O risco dos escores de risco e o sonho pelo BraSCORE

Omar Asdrúbal Vilca MejíaI; Luiz Augusto Ferreira LisboaII

DOI: 10.5935/1678-9741.20120032

Os escores de risco são instrumentos de predição que podem auxiliar pacientes e profissionais da saúde na tomada de decisões, ao informar sobre o provável risco de complicações ou óbito de grupos de pacientes com perfil de risco semelhante e submetido ao mesmo procedimento. A existência dos escores de risco se remonta ao Collaborative Study in Coronary Artery Surgery (1980), mas o que realmente desencadeou a criação e a proliferação dos escores de risco foi a publicação, pela Health Care Financing Administration (1986), dos resultados sem ajuste ao risco da mortalidade nos hospitais do Medicare, nos Estados Unidos.
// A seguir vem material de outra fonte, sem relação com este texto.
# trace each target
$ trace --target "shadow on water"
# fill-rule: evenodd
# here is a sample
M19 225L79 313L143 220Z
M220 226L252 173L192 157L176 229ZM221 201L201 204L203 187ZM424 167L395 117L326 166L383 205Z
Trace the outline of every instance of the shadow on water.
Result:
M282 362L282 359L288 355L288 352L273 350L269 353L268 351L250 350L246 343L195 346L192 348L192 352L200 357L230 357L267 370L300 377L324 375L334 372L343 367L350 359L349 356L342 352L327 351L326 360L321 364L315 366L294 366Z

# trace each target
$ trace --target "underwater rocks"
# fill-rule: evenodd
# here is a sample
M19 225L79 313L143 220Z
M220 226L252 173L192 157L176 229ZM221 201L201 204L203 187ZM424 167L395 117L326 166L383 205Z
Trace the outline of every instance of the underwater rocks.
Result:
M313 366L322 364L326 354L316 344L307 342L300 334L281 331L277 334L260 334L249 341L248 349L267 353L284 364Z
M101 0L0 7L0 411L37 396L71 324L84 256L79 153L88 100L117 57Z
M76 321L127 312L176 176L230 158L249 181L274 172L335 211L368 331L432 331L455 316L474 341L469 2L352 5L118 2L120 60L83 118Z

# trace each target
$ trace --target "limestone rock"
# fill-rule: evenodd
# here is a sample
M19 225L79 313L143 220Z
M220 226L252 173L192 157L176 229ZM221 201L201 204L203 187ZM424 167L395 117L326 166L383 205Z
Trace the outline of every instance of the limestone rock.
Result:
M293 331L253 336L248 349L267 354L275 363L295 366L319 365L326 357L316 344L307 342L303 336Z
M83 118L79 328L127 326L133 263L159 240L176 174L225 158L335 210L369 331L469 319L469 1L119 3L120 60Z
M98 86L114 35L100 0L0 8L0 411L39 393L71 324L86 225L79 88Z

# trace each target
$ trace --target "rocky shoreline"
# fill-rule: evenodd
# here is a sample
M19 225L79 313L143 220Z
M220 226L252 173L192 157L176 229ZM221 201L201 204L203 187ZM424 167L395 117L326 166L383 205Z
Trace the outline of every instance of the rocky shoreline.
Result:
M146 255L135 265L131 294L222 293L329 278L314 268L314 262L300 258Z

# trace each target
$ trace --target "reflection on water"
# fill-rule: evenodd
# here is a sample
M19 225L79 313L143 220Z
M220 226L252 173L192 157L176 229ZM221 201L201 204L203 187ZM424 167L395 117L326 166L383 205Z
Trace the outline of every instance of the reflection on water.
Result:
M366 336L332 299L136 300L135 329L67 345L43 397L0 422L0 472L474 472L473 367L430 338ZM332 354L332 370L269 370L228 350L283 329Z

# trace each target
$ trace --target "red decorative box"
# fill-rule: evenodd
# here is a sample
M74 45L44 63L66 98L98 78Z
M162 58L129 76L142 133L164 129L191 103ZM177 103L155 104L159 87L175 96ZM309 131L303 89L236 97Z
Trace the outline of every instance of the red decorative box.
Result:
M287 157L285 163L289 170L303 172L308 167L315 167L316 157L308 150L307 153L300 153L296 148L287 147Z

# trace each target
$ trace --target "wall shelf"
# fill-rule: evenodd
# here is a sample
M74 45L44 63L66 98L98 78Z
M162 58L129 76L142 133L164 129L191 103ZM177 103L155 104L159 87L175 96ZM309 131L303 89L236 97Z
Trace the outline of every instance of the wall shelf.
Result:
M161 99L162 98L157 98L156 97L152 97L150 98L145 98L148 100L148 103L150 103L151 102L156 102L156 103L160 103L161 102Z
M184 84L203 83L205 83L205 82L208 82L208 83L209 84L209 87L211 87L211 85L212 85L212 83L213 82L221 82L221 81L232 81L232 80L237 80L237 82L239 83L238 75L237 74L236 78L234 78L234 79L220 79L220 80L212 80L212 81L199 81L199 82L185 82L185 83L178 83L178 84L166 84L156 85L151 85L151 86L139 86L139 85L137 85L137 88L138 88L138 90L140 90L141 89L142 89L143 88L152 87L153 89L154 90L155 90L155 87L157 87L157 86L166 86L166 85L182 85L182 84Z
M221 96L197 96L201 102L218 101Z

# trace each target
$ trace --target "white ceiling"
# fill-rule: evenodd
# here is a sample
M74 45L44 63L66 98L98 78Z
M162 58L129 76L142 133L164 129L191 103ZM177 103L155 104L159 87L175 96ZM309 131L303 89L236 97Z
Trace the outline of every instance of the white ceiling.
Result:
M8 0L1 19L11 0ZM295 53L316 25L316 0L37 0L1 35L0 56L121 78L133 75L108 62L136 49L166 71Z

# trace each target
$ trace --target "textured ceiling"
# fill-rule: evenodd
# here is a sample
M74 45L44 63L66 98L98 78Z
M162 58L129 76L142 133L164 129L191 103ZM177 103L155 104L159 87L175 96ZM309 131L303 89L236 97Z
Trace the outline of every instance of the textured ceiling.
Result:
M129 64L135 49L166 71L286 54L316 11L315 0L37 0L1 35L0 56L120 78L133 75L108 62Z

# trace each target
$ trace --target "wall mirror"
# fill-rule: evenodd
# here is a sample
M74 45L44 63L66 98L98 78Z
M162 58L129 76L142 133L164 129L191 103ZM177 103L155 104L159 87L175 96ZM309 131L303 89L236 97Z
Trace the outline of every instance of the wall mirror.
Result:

A vantagem do escore é sua praticidade, pois exprime o risco global do paciente, representado pela soma dos valores atribuídos a cada uma das variáveis independentes. No Brasil, Ribeiro et al. [1] trouxeram, no mesmo contexto, lembranças de uma mortalidade bruta, impossível de ser aceita na cirurgia cardíaca moderna. Com o tempo, a incorporação do EuroSCORE [2] nos principais serviços da Europa trouxe a vista o efeito Hawthorne, explicando que nada melhorou, tanto os resultados em cirurgia cardíaca, no início do século, como a monitorização pelo EuroSCORE.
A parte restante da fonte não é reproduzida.